On Sunday I said Monday and Tuesday would be the key. Unfortunately it is a combination lock. With the Nasdaq up seven days in a row in breakout mode the tech buyers are celebrating. The Dow has still failed to join the party but this may be a symptom of the falling Dow theory I also mentioned. The new Internet economy is not driven by Walmart, McDonalds, Minnesota Mining, International Paper or Alcoa. These stocks are under pressure as investors flee to the tech stocks powering the Internet. It is entirely possible we could see the Nasdaq and the Dow diverge for some time. The problem is the historical convergence of the two indexes. While they have never run equally they at least ran in the same direction more often than not. If we are going to see this trend continue at this rate the odds of the Nasdaq surpassing the Dow will be much sooner than anyone previously expected. Simply projecting the gains from the last three months, including corrections, for the balance of the year would put the Nasdaq real close to 10,000. Can't happen you say? The Nasdaq is now up +100% in just the last 14 months and the trend is accelerating. Two billion share days will soon be common. 100 point gains are becoming common place.
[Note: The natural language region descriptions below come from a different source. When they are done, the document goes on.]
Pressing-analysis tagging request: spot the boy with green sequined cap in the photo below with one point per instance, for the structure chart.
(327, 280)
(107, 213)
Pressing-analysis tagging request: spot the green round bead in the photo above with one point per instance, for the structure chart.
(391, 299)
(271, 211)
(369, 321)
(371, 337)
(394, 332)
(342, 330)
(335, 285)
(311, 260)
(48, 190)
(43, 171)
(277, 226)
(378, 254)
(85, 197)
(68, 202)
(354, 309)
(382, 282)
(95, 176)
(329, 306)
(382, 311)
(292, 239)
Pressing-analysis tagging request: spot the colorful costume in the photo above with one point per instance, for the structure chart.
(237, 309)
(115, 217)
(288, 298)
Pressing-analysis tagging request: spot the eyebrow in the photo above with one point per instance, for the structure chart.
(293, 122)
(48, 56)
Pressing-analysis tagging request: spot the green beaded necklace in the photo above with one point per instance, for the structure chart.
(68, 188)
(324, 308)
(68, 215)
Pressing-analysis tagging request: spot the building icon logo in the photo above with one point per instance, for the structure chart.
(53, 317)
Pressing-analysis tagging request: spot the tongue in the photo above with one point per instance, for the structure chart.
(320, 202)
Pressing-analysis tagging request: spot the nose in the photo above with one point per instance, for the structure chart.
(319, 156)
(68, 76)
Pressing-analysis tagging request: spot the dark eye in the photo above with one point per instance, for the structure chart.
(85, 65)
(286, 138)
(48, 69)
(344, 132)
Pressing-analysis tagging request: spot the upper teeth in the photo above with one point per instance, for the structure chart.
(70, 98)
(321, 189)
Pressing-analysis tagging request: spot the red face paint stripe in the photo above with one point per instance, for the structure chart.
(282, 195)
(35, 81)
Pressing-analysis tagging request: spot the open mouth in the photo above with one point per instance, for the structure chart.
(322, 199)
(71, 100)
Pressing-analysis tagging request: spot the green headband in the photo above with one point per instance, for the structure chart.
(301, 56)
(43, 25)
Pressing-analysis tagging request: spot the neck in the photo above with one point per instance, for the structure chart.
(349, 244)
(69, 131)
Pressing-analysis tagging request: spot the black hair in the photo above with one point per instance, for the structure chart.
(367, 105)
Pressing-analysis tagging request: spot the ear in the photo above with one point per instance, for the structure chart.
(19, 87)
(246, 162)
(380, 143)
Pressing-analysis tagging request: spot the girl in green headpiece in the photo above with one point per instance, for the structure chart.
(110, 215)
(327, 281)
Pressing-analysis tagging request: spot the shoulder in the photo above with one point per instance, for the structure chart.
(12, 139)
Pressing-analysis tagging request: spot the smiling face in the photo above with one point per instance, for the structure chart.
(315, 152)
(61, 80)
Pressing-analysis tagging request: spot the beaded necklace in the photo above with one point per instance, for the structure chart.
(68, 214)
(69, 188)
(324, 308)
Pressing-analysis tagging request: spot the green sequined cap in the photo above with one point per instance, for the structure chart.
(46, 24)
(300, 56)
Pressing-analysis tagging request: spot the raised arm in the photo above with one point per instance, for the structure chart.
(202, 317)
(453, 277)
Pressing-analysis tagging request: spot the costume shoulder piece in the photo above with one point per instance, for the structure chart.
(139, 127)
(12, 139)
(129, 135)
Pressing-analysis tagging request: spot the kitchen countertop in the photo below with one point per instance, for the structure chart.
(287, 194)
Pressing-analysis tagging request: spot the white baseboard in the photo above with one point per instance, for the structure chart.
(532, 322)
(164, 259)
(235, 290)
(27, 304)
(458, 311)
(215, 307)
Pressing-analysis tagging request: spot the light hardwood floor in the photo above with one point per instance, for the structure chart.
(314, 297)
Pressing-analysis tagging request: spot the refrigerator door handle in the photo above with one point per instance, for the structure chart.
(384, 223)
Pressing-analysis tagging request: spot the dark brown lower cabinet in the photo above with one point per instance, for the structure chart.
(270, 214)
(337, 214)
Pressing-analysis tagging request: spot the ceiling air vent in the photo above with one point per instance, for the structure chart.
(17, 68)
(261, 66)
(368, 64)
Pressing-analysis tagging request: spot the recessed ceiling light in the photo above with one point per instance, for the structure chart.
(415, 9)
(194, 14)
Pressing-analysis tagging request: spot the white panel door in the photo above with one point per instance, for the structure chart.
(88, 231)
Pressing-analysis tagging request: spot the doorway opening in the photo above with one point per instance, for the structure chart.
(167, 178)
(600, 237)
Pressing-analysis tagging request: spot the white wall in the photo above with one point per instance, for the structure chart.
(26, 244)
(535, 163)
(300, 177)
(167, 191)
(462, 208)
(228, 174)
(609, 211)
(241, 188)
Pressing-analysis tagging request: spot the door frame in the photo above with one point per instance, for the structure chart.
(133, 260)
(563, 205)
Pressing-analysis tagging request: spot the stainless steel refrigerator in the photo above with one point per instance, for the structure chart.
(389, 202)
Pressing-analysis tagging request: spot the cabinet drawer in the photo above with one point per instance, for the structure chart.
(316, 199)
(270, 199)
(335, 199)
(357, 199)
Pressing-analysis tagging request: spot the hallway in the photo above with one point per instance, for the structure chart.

If the Nasdaq only equaled the last twelve months performance it would be over 9000. This is not your fathers market. Why do you think Dow Jones added Intel and Microsoft to the Dow? Self defense! At this rate of divergence maybe they need to add YHOO, JDSO and QCOM as well just to stay ahead. With oil prices falling and the rally extending into biotechs, telecoms and Internets everything appears to be lining up in our favor. Just remember what happens when everybody stands up on the same side of the boat. You think we are having fun now, just wait until later in the year when we can trade all night as well. Get to know you pizza delivery boy soon. He may be your lifeline in the future.